Leia o trecho inicial do conto “Último capítulo”, de Machado de Assis, para responder à questão.
Há entre os suicidas um excelente costume, que é não deixar a vida sem dizer o motivo e as circunstâncias que os armam contra ela. Os que se vão calados, raramente é por orgulho; na maior parte dos casos ou não têm tempo, ou não sabem escrever. Costume excelente: em primeiro lugar, é um ato de cortesia, não sendo este mundo um baile, de onde um homem possa esgueirar-se antes do cotilhão1 ; em segundo lugar, a imprensa recolhe e divulga os bilhetes póstumos, e o morto vive ainda um dia ou dois, às vezes uma semana mais.

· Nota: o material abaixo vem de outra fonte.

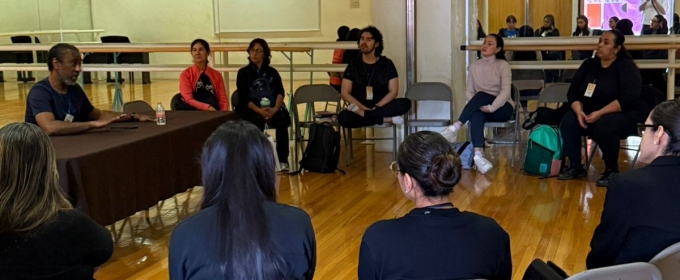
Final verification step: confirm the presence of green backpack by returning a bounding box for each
[523,125,562,177]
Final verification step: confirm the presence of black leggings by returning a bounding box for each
[458,92,513,148]
[338,98,411,128]
[237,108,290,163]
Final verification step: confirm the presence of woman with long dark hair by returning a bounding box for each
[179,39,229,111]
[441,34,514,174]
[0,123,113,279]
[359,131,512,280]
[236,38,291,171]
[168,121,316,280]
[558,30,649,187]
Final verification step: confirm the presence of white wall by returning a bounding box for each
[91,0,372,79]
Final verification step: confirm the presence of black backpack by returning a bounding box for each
[291,122,345,175]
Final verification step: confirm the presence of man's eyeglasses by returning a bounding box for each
[638,123,671,136]
[390,161,401,177]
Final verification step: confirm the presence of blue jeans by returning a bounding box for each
[458,92,513,148]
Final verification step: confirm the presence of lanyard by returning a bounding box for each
[361,58,379,87]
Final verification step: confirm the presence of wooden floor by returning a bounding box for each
[0,75,631,279]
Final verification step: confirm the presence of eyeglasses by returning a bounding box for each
[390,161,401,177]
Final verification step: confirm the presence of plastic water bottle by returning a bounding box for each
[156,102,166,125]
[260,97,271,109]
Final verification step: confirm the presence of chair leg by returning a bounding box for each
[392,125,399,161]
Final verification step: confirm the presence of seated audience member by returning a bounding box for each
[24,43,155,135]
[558,30,649,187]
[498,15,519,38]
[179,39,229,111]
[358,131,512,280]
[571,15,593,60]
[441,34,514,174]
[236,38,291,170]
[168,121,316,280]
[0,123,113,279]
[338,26,411,128]
[609,17,620,29]
[586,99,680,269]
[328,25,349,92]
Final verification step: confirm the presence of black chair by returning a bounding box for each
[10,36,47,82]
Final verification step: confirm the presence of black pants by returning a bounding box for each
[338,98,411,128]
[237,108,290,163]
[560,111,644,170]
[458,92,513,148]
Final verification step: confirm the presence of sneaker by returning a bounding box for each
[439,125,458,143]
[473,155,493,174]
[595,169,619,188]
[557,165,587,180]
[392,116,404,125]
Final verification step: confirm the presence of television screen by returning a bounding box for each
[583,0,674,35]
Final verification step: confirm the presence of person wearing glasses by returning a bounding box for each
[358,131,512,280]
[586,99,680,269]
[558,30,649,187]
[236,38,291,171]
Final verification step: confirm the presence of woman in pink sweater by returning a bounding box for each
[441,34,514,174]
[179,39,229,111]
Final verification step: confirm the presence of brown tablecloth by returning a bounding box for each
[51,111,238,225]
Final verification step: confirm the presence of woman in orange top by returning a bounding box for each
[179,39,229,111]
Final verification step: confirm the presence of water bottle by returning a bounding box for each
[260,97,271,109]
[156,102,166,125]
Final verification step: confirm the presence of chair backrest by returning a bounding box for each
[567,262,663,280]
[123,100,153,113]
[99,36,130,43]
[538,83,571,103]
[406,82,453,102]
[649,242,680,279]
[231,90,239,111]
[512,70,545,90]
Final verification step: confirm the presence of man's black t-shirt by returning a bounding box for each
[24,78,94,124]
[343,56,399,108]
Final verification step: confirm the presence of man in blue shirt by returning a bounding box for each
[25,43,154,135]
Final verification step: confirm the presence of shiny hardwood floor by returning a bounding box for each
[0,75,644,279]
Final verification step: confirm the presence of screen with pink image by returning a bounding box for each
[583,0,674,35]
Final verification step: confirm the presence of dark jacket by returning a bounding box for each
[586,156,680,269]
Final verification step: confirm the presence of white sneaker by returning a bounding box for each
[473,155,493,174]
[392,116,404,125]
[439,125,458,143]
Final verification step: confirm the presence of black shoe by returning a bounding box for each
[595,169,619,188]
[557,165,586,180]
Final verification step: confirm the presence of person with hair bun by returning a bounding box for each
[586,99,680,269]
[358,131,512,280]
[179,39,229,111]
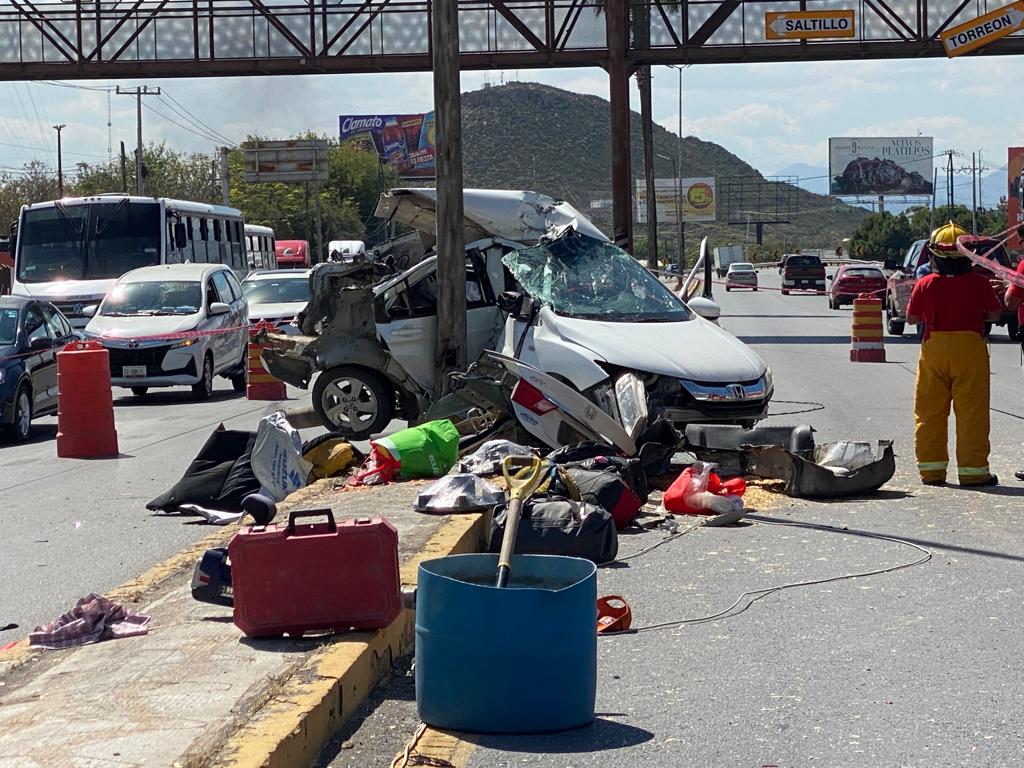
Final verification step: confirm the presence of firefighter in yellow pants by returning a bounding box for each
[907,222,1002,485]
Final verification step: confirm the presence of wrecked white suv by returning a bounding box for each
[264,189,773,438]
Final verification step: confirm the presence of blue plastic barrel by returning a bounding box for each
[416,554,597,733]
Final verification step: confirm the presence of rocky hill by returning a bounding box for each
[462,82,866,250]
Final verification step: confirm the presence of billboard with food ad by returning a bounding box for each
[828,136,935,198]
[1007,146,1024,250]
[339,112,434,179]
[636,176,717,224]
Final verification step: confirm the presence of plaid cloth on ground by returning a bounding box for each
[29,593,150,650]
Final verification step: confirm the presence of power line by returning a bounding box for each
[164,90,238,146]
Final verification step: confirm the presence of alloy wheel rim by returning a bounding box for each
[322,377,380,432]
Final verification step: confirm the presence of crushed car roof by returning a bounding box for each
[375,187,609,244]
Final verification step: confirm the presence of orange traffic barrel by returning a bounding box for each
[850,294,886,362]
[246,321,288,400]
[57,341,119,459]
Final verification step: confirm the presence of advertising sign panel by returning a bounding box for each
[338,112,434,179]
[1007,146,1024,250]
[636,176,718,224]
[828,136,935,197]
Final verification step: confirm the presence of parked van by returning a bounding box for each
[274,240,309,269]
[327,240,367,261]
[83,264,249,399]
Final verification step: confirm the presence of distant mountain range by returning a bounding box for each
[462,82,866,252]
[774,163,1007,213]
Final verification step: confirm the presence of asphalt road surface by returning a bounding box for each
[0,379,312,644]
[319,273,1024,768]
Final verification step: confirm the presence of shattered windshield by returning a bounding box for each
[503,229,692,323]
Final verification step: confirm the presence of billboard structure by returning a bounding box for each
[1007,146,1024,249]
[338,112,435,179]
[636,176,718,224]
[242,139,328,182]
[828,136,935,198]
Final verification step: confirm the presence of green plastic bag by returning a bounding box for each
[373,419,459,480]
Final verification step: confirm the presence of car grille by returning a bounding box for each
[106,347,170,378]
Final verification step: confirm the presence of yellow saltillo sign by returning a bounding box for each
[765,9,860,40]
[939,1,1024,58]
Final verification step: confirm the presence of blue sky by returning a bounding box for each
[0,56,1024,189]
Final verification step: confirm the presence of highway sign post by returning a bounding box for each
[765,8,857,40]
[939,0,1024,58]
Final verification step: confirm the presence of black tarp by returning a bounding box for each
[145,425,260,512]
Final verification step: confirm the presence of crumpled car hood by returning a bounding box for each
[374,188,609,244]
[542,307,767,384]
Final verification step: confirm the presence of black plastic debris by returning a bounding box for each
[746,440,896,499]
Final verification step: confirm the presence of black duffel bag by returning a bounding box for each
[488,496,618,564]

Pois, apesar da excelência do costume, era meu propósito sair calado. A razão é que, tendo sido caipora2 em minha vida toda, temia que qualquer palavra última pudesse levar- -me alguma complicação à eternidade. Mas um incidente de há pouco trocou-me o plano, e retiro-me deixando, não só um escrito, mas dois. O primeiro é o meu testamento, que acabo de compor e fechar, e está aqui em cima da mesa, ao pé da pistola carregada. O segundo é este resumo de autobiografia. E note-se que não dou o segundo escrito senão porque é preciso esclarecer o primeiro, que pareceria absurdo ou ininteligível, sem algum comentário. Disponho ali que, vendidos os meus poucos livros, roupa de uso e um casebre que possuo em Catumbi, alugado a um carpinteiro, seja o produto empregado em sapatos e botas novas, que se distribuirão por um modo indicado, e confesso que extraordinário. Não explicada a razão de um tal legado, arrisco a validade do testamento. Ora, a razão do legado brotou do incidente de há pouco, e o incidente liga-se à minha vida inteira.
(Contos: uma antologia, 1998.)
1cotilhão: estilo antigo de dança que, costumeiramente, encerrava o baile.
2caipora: pessoa que involuntariamente traz azar a si ou a outra pessoa.